Thursday, January 26, 2012

Just ring a doorbell and say "Pizza" — Newsweek magazine's 2012 Oscar roundtable

I love listening to professional actors talk about their working experiences, the training and processes they develop to do their job, the work and structure behind their performances. 

Newsweek magazine's 2012 Oscar roundtable delivers a gathering of actors whose heads I want to crawl inside of.

Via The Daily Beast:
Newsweek's annual Oscar roundtable always feels like a cozy A-list dinner party. Since 1998, we've hosted the actors who gave some of the best performances of the year for a raw discussion about their craft. And this year, the conversation was at its best: fast, funny—and sexually charged. We should have known that it would be, given our lineup of George Clooney (The Descendants), Viola Davis (The Help), Tilda Swinton (We Need to Talk About Kevin), Michael Fassbender (Shame), Charlize Theron (Young Adult) and Christopher Plummer (Beginners). (See our essay about the day in this week’s Newsweek).
David Ansen's feature write-up on the roundtable is here.
I should have known that the talk would quickly turn to sex. Although my fellow moderator, Ramin Setoodeh, and I had decided we’d open the discussion with a generic question—“Was there a movie or performance you’d seen as a child that inspired you to be an actor?”—Swinton is quick to remind me that she and I had just been discussing our first erotic memories in the cinema. She’d recently shown her 14-year-old twins Vertigo, the most sexually obsessive of Hitchcock movies. So our opening question is revised, by popular demand, to everyone’s first cinematic sexual revelation.

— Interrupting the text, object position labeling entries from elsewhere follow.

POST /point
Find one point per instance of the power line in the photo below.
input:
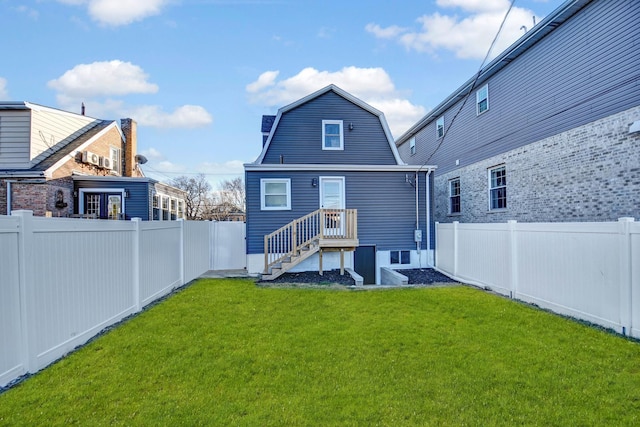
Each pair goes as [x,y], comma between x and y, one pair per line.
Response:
[471,88]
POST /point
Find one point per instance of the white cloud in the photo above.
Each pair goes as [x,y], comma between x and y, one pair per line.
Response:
[98,83]
[3,89]
[29,12]
[265,80]
[119,12]
[186,116]
[103,79]
[372,85]
[468,36]
[390,32]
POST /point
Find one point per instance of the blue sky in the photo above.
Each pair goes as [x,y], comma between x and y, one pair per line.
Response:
[197,75]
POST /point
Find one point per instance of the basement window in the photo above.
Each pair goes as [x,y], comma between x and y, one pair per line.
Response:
[400,257]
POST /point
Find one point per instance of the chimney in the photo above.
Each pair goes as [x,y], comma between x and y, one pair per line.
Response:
[130,130]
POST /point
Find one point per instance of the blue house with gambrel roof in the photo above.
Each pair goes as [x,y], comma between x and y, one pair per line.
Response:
[329,190]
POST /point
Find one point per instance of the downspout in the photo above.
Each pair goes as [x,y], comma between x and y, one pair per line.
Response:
[9,196]
[417,214]
[428,212]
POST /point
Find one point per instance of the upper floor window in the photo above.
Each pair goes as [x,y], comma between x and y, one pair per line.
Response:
[440,127]
[275,194]
[332,135]
[454,195]
[114,154]
[482,99]
[498,188]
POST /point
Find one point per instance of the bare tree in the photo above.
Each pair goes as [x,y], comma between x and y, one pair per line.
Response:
[229,201]
[198,191]
[233,193]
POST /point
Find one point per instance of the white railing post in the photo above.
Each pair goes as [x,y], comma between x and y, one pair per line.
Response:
[455,248]
[626,302]
[28,334]
[181,266]
[513,257]
[136,263]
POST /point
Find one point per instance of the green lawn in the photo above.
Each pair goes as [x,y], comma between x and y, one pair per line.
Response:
[225,352]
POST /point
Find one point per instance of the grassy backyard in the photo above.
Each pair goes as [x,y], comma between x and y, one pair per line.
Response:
[225,352]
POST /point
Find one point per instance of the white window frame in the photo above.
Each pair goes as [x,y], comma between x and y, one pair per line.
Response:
[400,253]
[480,97]
[324,135]
[451,196]
[263,184]
[497,187]
[116,160]
[440,127]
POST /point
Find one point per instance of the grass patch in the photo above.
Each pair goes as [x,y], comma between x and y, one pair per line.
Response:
[225,352]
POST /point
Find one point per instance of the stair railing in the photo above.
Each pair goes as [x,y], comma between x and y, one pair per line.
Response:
[287,241]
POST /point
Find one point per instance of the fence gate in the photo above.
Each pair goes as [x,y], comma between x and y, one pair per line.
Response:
[228,248]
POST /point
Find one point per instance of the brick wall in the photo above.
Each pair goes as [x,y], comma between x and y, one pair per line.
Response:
[590,173]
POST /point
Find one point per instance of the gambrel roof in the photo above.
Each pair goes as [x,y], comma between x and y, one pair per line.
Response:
[347,96]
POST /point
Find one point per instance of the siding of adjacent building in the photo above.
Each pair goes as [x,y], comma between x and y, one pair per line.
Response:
[51,129]
[584,70]
[15,129]
[136,205]
[298,136]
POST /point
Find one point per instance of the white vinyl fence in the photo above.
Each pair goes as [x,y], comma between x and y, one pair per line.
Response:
[64,280]
[228,245]
[589,271]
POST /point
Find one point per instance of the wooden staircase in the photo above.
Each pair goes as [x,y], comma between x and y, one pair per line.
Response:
[324,229]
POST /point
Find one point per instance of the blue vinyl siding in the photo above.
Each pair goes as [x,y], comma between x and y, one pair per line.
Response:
[584,70]
[298,136]
[385,202]
[138,202]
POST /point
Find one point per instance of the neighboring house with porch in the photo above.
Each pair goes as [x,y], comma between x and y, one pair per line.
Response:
[62,164]
[329,189]
[550,130]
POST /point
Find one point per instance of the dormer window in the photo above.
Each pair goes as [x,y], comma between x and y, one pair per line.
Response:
[332,135]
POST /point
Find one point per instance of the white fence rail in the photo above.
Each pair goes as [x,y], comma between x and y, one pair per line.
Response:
[589,271]
[64,280]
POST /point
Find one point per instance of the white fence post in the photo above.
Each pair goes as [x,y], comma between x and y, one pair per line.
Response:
[513,258]
[27,297]
[455,248]
[136,263]
[625,275]
[181,222]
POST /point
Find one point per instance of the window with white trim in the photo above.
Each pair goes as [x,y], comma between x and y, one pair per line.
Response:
[498,188]
[399,257]
[165,208]
[332,135]
[114,155]
[482,99]
[275,194]
[440,127]
[454,196]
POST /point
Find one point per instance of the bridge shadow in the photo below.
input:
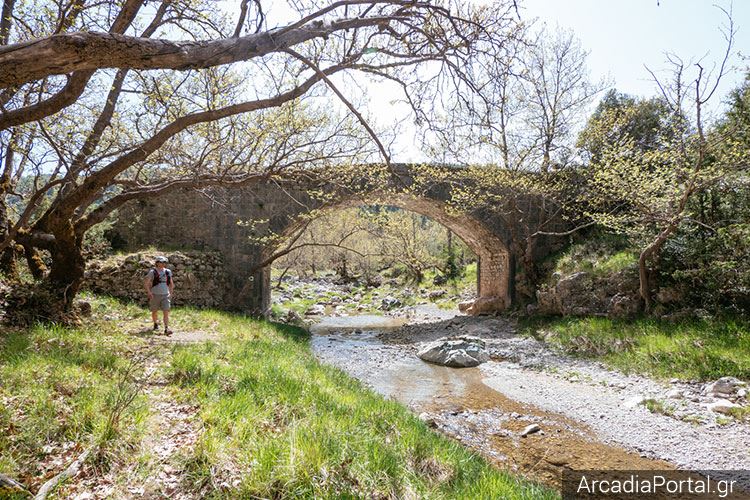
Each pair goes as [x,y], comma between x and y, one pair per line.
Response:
[484,327]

Ten clips from the roundtable are here. Points of interest include: 
  • George Clooney recalling his "worst job," which involved rubbing powder on the corns of women's feet (some of which had a toe removed).
  • Tilda Swinton on why she gave away her 2008 Oscar.
  • Viola Davis on Hollywood's condescension regarding race. Allison Samuels has some words on Theron's well-intentioned but "thoroughly misguided" contribution to that discussion. Andrew Sullivan provides some reader pushback toward Viola Davis, and then some pushback against the pushback.
  • Michael Fassbender on onscreen pissing.
  • Clooney: "I was in Batman 4." Theron: “What up, Nipples!" 
  • the whole bunch on What Actors' Production Trailers Mean to Me.
  • Charlize Theron on wanting to be Kristen Wiig.
  • Christopher Plummer on his exasperation with Terence Malick.
  • Clooney on "selling out" — "You know what, fuck you."
  • Davis and Fassbender on their process as actors to find their characters, even a character such as Magneto in X-Men.